Melting Process:
The simulation of the melting process was carried out over a period of 3600 seconds for all three models, allowing for a comparative analysis. The results are presented in Figure (3):
The diagram under discussion Figure (4), which chronicles the changes in liquid fraction over the course of the melting process, is commonly known as a ”Liquid Fraction Time-Lapse Diagram.” This visual representation delineates the evolving behavior of the phase change material (PCM) as it undergoes the melting process through distinct phases.
In the initial stage, the PCM adjacent to the fin walls gradually transforms into a liquid state, primarily facilitated by conduction. As time elapses, the thickness of the liquefied layer steadily increases. Once this layer attains a sufficient thickness, the onset of natural convection currents marks the commencement of the second stage.
Throughout the second stage, four discrete regions of melted PCM manifest themselves. Region (1) originates from fin (1), while region (2) results from the melted PCM arising from fin (2) and the upper surface of fin (4). Region (3) is generated from the melted PCM originating from fin (3) and the upper surface of fin (5), and region (4) emerges from the lower surface of fin (4) and fin (5). Natural convection becomes increasingly influential during this phase, driven by the broadening expanse of the melted PCM region and the expanding interface between the melted and solid PCM.
In the ultimate stage, regions (1), (2), and (3) amalgamate to create a unified melted PCM domain in the upper half of the cylinder. In this phase, the pace of the melting process decelerates as the influence of natural convection diminishes. This decline is attributable to the diminishing boundary between the melted and solid PCM, which results in a flatter, semi-horizontal line. Over time, this line contracts until complete melting is achieved.
This ”Liquid Fraction Time-Lapse Diagram” offers a comprehensive visual narrative of the melting process and the evolving role of natural convection across different phases.
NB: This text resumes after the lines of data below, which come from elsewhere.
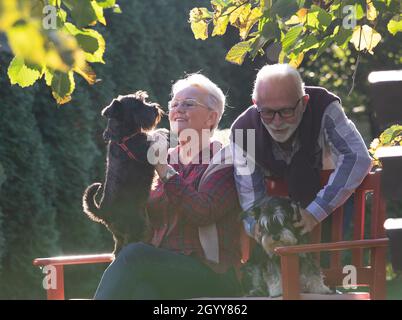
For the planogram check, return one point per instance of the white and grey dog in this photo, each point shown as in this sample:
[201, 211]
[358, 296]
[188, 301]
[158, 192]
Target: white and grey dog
[276, 218]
Figure (4) presents the evolution of the liquid PCM fraction over time. The results demonstrate a consistent increase in the liquid fraction. In the first and second stages, as discussed earlier, the liquid fraction exhibits a linear increase over time. However, as we enter stage (3), this increase becomes slightly less pronounced compared to the initial stages. Notably, the deceleration effect is more prominent in the A-1 model, attributable to the greater distance of the lower fins from the bottom of the heat exchanger (H.E.). Across the first two stages, the liquid fraction in model A-1 surpasses that of the other two models. Yet, in the third stage, the liquid fraction in A-1 lags the other two models. Models A-2 and A-3 exhibit nearly identical liquid fractions, with A-2 displaying a marginally higher liquid fraction during the third stage for the same time frame. In summary, the liquid fraction graph indicates that, overall, models A-2 and A-3 outperform A-1.